1. Avoid the hottest part of the day
We all love a glorious walk in the sunshine with our four-legged friends, however when the weather is hot it’s best to avoid walking your dog during the hottest part of the day. It will be more comfortable for both you and your pooch if you walk them during early mornings or evenings, before 8am and after 5pm. Take extra care to avoid the midday sun, as this is when they’re most at risk of overheating.
It’s also important to keep this is mind when spending time in the garden. On hot summer days, it’s always best to keep your pup indoors as much as possible, as they can still overheat when lying in the garden sunshine. Only take them outside in short intervals, and never leave them out during the hottest part of the day!
2. Watch out for hot pavements
Roads, pavements and even sand can become extremely hot on summer days, so it’s important to be extra cautious to make sure that the pads of your dog’s paws don’t get burnt.
Before taking your pooch out for a stroll, remember to check whether the surface is too hot first with the 5 second test. Simply hold your hand or bare foot on the floor for 5 seconds – if it’s too hot for you, it’s definitely too hot for your four-legged friend, and it’s best to leave their walk until the ground has cooled down!
3. Keep them hydrated
Whether the sun is blazing or it’s just humid outside, one of the most important things to remember when exercising your pooch in the summer, is to ensure that they stay hydrated.
Always remember to take a travel water bowl with you on your walk and stop for regular breaks to give your pooch a drink.
4. Take it slow
You may be used to seeing your dog excitedly zoom around when they’re out on their walkies, but when the weather is warm they need to be encouraged to take it slow. Running will only make them warmer and put them at risk of heat stroke, so set a slow pace for your pooch to follow, and instead give them plenty of time to sniff out new scents.
A slow pace is particularly important for flat-faced dogs such as Pugs, Bulldogs or French Bulldogs, as they find it more difficult to breathe and have a harder time keeping themselves cool.
5. Find the shade
When the sun is blazing, think carefully about where you take your doggy for their walk and keep them out of the direct sun. Try to avoid open spaces such as fields, and if you can, find a natural path for your summer walks, or stick to the shaded side of the street.
6. Shorter walks
If it’s too hot for your pooch to go on their normal longer walk, there’s no harm in keeping their walkies short and sweet. By doing this, you can keep them close to home and return quickly if you spot any signs of overheating.
7. Be mindful around water
It can be tempting to take your dog for a swim when the weather is hot, and while it can be a great exercise for your pooch, it’s crucial to keep water safety in mind.
You should always be extra careful around any body of water – whether that’s the sea, lakes, rivers, reservoirs or swimming pools – and remember to never push your dog to swim if they don’t want to.
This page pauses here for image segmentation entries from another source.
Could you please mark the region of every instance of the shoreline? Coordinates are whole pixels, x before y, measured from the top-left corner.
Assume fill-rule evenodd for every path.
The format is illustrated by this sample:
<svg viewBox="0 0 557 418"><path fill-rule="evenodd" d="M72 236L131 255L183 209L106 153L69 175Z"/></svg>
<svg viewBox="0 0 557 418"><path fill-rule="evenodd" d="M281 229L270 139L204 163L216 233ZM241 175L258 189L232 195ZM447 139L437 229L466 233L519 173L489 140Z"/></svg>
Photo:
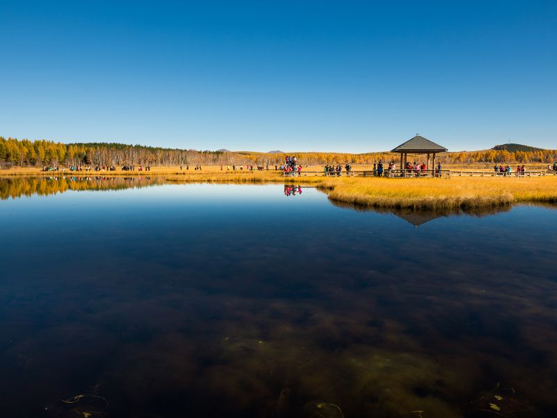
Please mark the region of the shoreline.
<svg viewBox="0 0 557 418"><path fill-rule="evenodd" d="M81 172L82 173L82 172ZM220 184L285 184L315 186L338 203L349 203L362 208L379 209L409 209L413 210L471 210L504 207L517 203L557 203L557 178L454 178L451 179L421 178L391 179L385 178L331 178L324 176L283 177L279 173L201 173L197 174L162 175L142 173L141 176L112 175L92 172L86 175L58 173L58 176L0 175L0 179L21 182L27 178L63 179L71 184L72 179L91 178L103 179L125 178L157 179L168 183L220 183ZM149 172L148 171L148 173ZM70 181L68 181L68 178ZM40 183L40 182L36 182ZM8 187L6 185L3 187ZM125 185L122 185L123 188ZM37 185L28 186L24 194L38 189ZM102 188L98 184L95 187ZM36 188L36 189L34 189ZM72 189L69 185L67 188ZM86 189L86 186L84 187Z"/></svg>

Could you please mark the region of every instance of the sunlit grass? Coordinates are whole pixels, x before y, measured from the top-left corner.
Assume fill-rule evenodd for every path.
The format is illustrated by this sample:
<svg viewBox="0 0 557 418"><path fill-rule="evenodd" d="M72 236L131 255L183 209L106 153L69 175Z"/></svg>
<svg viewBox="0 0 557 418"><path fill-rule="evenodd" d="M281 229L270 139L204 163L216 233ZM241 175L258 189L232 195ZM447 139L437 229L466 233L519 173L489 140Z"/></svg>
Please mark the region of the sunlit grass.
<svg viewBox="0 0 557 418"><path fill-rule="evenodd" d="M283 183L315 185L337 202L362 206L407 209L473 209L497 207L517 203L557 203L557 177L486 177L452 178L384 178L373 177L324 177L304 176L285 178L280 171L223 171L207 167L202 171L171 167L141 172L141 178L160 178L169 183ZM179 170L179 167L178 168ZM316 169L313 169L316 170ZM306 170L309 171L309 170ZM312 170L313 171L313 170ZM107 177L114 172L66 172L66 176ZM137 174L137 171L134 173ZM4 173L4 171L1 173ZM304 173L304 171L302 171ZM55 174L48 173L52 176ZM116 172L116 177L129 172ZM62 178L61 173L58 178ZM42 183L41 183L42 184ZM79 187L87 188L87 185ZM38 187L38 185L37 187ZM12 185L13 186L13 185ZM77 186L76 186L77 187ZM125 186L123 186L125 187ZM68 186L71 188L72 186ZM36 187L31 188L36 189ZM6 192L7 196L13 193Z"/></svg>
<svg viewBox="0 0 557 418"><path fill-rule="evenodd" d="M325 180L329 199L377 208L473 208L557 203L557 178L341 178Z"/></svg>

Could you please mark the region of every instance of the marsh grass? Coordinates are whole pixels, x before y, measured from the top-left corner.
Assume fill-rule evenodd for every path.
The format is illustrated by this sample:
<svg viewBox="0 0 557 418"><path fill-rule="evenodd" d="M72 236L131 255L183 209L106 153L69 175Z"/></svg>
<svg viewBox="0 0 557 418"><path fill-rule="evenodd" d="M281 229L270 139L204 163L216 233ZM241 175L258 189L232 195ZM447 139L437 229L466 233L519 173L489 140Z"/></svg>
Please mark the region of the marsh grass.
<svg viewBox="0 0 557 418"><path fill-rule="evenodd" d="M325 180L322 187L331 200L375 208L466 210L557 203L557 179L553 177L342 178Z"/></svg>
<svg viewBox="0 0 557 418"><path fill-rule="evenodd" d="M98 172L97 172L98 173ZM137 172L136 172L137 173ZM109 174L110 172L109 172ZM124 174L129 173L123 172ZM103 178L107 173L103 172ZM118 178L122 173L116 172ZM81 178L88 174L66 173L66 177ZM53 176L51 173L49 176ZM112 176L109 176L112 177ZM58 178L63 178L58 174ZM221 171L209 167L201 171L182 171L164 174L159 171L143 172L139 180L159 179L173 183L281 183L313 185L327 194L335 202L375 208L409 210L473 210L496 208L513 203L557 203L557 177L487 177L453 178L384 178L302 176L285 178L281 171ZM14 177L12 178L15 179ZM116 180L116 179L115 179ZM26 182L21 182L22 183ZM150 182L153 183L153 182ZM13 182L10 182L13 186ZM42 184L42 183L40 184ZM87 189L85 183L79 187ZM125 188L126 185L115 185ZM27 191L32 193L38 185ZM68 185L68 188L72 188ZM2 187L3 189L5 187ZM12 192L4 193L13 196Z"/></svg>

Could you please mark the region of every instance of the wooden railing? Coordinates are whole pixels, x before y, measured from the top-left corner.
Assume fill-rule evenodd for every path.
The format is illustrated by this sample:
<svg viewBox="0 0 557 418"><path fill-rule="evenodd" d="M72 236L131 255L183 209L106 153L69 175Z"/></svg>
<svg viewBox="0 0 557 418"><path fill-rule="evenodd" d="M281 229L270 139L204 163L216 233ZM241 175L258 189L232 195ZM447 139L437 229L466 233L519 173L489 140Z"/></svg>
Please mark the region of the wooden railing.
<svg viewBox="0 0 557 418"><path fill-rule="evenodd" d="M366 171L283 171L284 177L299 177L305 176L324 176L324 177L389 177L390 178L416 178L424 177L448 178L451 176L457 177L540 177L544 176L557 176L557 171L528 171L518 173L500 173L495 171L466 171L464 170L384 170L379 176L377 170Z"/></svg>
<svg viewBox="0 0 557 418"><path fill-rule="evenodd" d="M504 171L451 171L451 175L459 177L542 177L544 176L557 176L557 171L511 171L510 173Z"/></svg>

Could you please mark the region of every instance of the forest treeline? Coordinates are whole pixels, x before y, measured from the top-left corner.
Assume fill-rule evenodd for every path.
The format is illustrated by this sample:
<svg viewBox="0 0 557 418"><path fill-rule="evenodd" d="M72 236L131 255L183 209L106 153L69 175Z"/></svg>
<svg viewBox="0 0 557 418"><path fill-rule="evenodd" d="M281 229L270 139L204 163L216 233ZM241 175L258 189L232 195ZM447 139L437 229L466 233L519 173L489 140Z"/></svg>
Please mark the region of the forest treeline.
<svg viewBox="0 0 557 418"><path fill-rule="evenodd" d="M294 154L294 153L292 153ZM44 139L29 141L0 137L0 164L22 167L53 166L123 166L151 165L176 167L179 165L277 164L284 161L283 153L249 151L203 151L127 145L116 143L62 144ZM378 161L398 162L398 154L368 153L296 153L302 165L330 164L373 164ZM557 161L557 150L503 150L444 153L438 155L444 164L475 162L551 163ZM423 160L417 156L416 160ZM409 155L409 160L413 156Z"/></svg>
There’s plenty of other ways to keep your pup cool – not every dog is made to swim!
If you are taking your dog for a swim, make sure to pick a suitable place, such as a calm lake, a dog friendly beach, a slow moving river, or a private swimming pool.
Always make sure that their vaccines are up to date to avoid illness, and never let your dog swim in dangerous waters such as canals, reservoirs, fast flowing water or rough seas.
8. Look out for the signs of heatstroke
When exercising your dog in hot weather, it’s crucial to know the signs of heatstroke so you can act quickly. Heatstroke is a life-threatening emergency, so if you spot any of the signs below give first aid and call your vet immediately.
- Breathing very heavily/unable to stop panting
- Foaming at the mouth
- Bright red gums
- Struggling to breathe
- Weakness and collapse
- Vomiting and diarrhoea
Remember that it’s always best to prevent overheating by taking careful steps to keep your dog cool.